Emblaze - Interactive Embedding Comparison

Related tags

Overview

Emblaze - Interactive Embedding Comparison

Emblaze is a Jupyter notebook widget for visually comparing embeddings using animated scatter plots. It bundles an easy-to-use Python API for performing dimensionality reduction on multiple sets of embedding data (including aligning the results for easier comparison), and a full-featured interactive platform for probing and comparing embeddings that runs within a Jupyter notebook cell.

Installation

Compatibility Note: Note that this widget has been tested using Python >= 3.7. If you are using JupyterLab, please make sure you are running version 3.0 or higher. The widget currently does not support displaying in the VS Code interactive notebook environment.

Install Emblaze using pip:

pip install emblaze

The widget should work out of the box when you run jupyter lab (see example code below).

Jupyter Notebook note: If you are using Jupyter Notebook 5.2 or earlier, you may also need to enable the nbextension:

jupyter nbextension enable --py --sys-prefix emblaze

Standalone Demo

Although the full application is designed to work as a Jupyter widget, you can run a standalone version with most of the available features directly in your browser. To do so, simply run the following command after pip-installing the package (note: you do not need to clone the repository to run the standalone app):

python -m emblaze.server

Visit localhost:5000 to see the running application. This will allow you to view two demo datasets: one showing five different t-SNE projections of a subset of MNIST digits, and one showing embeddings of the same 5,000 words according to three different data sources (Google News, Wikipedia, and Twitter). To add your own datasets to the standalone app, you can create a directory containing your saved comparison JSON files (see Saving and Loading below), then pass it as a command-line argument:

python -m emblaze.server /path/to/comparisons

Examples

Please see examples/example.ipynb to try using the Emblaze widget on the Boston housing prices or MNIST (TensorFlow import required) datasets.

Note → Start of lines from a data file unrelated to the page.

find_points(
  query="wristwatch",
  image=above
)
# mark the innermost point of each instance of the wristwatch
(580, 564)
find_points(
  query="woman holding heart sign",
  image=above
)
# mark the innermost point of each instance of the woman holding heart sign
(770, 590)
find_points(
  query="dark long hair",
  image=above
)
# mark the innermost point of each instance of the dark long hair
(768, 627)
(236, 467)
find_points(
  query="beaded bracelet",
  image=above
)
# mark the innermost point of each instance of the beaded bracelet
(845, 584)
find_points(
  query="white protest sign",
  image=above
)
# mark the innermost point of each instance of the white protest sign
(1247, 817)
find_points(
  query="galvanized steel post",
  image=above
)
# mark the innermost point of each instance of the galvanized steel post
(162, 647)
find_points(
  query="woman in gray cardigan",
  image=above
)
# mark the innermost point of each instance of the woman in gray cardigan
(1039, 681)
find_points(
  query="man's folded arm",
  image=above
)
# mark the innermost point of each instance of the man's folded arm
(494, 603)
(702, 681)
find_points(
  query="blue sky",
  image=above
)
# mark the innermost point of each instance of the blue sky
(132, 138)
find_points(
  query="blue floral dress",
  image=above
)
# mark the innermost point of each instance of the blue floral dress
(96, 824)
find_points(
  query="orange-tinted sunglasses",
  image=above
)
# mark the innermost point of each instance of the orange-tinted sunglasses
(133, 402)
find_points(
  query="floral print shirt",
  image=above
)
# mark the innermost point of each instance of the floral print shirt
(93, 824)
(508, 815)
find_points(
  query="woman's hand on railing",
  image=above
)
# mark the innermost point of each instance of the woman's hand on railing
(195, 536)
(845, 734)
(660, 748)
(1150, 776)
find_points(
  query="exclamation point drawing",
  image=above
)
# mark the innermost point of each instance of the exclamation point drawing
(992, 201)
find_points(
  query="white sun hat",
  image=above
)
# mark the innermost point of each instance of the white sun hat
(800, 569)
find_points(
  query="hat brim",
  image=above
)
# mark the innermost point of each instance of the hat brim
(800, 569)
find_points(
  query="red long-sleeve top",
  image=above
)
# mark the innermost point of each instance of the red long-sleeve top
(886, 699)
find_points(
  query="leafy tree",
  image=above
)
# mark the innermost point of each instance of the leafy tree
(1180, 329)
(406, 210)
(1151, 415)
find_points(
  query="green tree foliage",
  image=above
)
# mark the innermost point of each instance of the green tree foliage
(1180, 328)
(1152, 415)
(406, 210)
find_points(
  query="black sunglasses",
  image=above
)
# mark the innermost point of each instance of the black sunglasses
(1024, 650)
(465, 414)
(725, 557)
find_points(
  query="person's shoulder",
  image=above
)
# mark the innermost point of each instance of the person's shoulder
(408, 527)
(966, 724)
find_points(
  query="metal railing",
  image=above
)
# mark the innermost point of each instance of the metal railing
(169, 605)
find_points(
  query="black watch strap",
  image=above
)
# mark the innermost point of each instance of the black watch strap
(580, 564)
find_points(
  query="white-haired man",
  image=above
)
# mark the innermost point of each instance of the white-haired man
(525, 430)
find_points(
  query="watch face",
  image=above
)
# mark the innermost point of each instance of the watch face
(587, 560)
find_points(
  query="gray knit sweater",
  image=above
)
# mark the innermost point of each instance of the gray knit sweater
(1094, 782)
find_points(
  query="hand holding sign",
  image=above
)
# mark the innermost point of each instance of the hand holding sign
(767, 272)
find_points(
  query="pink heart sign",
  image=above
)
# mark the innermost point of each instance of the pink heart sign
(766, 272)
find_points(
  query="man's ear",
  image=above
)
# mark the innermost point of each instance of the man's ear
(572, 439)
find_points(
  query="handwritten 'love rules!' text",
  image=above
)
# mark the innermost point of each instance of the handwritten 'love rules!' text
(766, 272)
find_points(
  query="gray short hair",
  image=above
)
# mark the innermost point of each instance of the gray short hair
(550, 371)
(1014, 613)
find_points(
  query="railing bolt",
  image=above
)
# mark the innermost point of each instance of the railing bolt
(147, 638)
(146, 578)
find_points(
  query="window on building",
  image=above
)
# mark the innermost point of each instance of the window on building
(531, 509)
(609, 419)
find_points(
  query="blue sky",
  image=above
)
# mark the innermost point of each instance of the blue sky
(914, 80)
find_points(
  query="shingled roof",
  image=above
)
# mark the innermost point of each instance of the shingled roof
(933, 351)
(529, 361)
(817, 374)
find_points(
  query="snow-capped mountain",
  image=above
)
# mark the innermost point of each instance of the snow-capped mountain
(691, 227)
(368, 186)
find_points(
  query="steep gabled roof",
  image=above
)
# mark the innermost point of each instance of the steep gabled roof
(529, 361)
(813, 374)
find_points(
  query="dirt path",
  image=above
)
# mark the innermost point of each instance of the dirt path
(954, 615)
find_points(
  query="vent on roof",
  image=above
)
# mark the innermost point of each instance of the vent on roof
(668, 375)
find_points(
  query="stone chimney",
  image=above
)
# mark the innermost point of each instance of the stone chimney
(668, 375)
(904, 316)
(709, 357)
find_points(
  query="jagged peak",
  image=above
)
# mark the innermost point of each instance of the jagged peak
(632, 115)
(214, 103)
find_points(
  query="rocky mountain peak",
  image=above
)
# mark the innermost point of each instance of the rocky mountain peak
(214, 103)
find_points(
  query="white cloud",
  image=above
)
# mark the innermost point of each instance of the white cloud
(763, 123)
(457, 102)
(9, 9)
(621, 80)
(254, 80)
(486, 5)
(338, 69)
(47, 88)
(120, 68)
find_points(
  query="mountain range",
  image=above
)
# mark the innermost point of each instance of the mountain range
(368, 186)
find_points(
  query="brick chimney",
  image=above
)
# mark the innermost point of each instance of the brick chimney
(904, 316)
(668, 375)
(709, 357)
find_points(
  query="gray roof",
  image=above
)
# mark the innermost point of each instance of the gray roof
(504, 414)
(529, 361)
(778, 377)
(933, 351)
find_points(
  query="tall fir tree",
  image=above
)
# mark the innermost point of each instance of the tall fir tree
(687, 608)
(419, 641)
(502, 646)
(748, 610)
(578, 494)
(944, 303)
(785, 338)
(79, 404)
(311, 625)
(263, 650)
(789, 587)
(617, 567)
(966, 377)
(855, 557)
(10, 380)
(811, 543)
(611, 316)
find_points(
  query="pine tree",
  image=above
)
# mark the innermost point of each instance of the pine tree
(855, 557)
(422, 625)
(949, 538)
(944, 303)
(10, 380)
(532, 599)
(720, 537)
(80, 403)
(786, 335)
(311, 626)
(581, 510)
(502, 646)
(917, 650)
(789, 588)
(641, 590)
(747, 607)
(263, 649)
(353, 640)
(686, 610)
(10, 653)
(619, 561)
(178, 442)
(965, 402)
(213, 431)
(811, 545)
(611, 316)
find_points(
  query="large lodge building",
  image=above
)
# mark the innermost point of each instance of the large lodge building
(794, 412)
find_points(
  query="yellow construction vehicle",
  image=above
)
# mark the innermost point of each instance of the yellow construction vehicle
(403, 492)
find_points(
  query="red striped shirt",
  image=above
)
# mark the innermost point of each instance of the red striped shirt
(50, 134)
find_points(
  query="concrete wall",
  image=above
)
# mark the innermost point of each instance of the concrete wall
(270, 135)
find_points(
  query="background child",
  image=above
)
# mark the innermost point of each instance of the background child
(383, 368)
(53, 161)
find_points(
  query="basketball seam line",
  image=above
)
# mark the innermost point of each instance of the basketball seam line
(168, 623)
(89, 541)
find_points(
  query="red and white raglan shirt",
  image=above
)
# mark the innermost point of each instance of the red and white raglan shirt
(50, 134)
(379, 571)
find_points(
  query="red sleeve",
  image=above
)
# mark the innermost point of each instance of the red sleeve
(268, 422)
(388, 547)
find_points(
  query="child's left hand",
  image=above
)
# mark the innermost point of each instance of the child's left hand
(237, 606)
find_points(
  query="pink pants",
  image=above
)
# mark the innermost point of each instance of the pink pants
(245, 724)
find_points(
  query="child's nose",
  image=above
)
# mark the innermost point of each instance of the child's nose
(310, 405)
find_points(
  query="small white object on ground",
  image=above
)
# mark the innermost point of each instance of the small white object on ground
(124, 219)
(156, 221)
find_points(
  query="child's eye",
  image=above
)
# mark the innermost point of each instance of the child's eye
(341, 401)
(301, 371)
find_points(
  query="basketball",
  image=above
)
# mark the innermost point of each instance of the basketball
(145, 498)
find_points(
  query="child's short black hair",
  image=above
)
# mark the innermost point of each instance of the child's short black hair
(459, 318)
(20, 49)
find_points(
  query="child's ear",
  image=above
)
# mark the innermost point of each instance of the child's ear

Example 1: Multiple projections of the same embedding dataset. This can reveal areas of variation in the dimensionality reduction process, since tSNE and UMAP are randomized algorithms.

import emblaze
from emblaze.utils import Field, ProjectionTechnique

# X is an n x k array, Y is a length-n array
X, Y = ...

# Represent the high-dimensional embedding
emb = emblaze.Embedding({Field.POSITION: X, Field.COLOR: Y})
# Compute nearest neighbors in the high-D space (for display)
emb.compute_neighbors(metric='cosine')

# Generate UMAP 2D representations - you can pass UMAP parameters to project()
variants = emblaze.EmbeddingSet([
    emb.project(method=ProjectionTechnique.UMAP) for _ in range(10)
])
# Compute neighbors again (to indicate that we want to compare projections)
variants.compute_neighbors(metric='euclidean')

w = emblaze.Viewer(embeddings=variants)
w

Example 2: Multiple embeddings of the same data from different models. This is useful to see how different models embed data differently.

# Xs is a list of n x k arrays corresponding to different embedding spaces
Xs = ...
# Y is a length-n array of labels for color-coding
Y = ...
# List of strings representing the name of each embedding space (e.g.
# "Google News", "Wikipedia", "Twitter"). Omit to use generic names
embedding_names = [...]

# Make high-dimensional embedding objects
embeddings = emblaze.EmbeddingSet([
    emblaze.Embedding({Field.POSITION: X, Field.COLOR: Y}, label=emb_name)
    for X, emb_name in zip(Xs, embedding_names)
])
embeddings.compute_neighbors(metric='cosine')

# Make aligned UMAP
reduced = embeddings.project(method=ProjectionTechnique.ALIGNED_UMAP)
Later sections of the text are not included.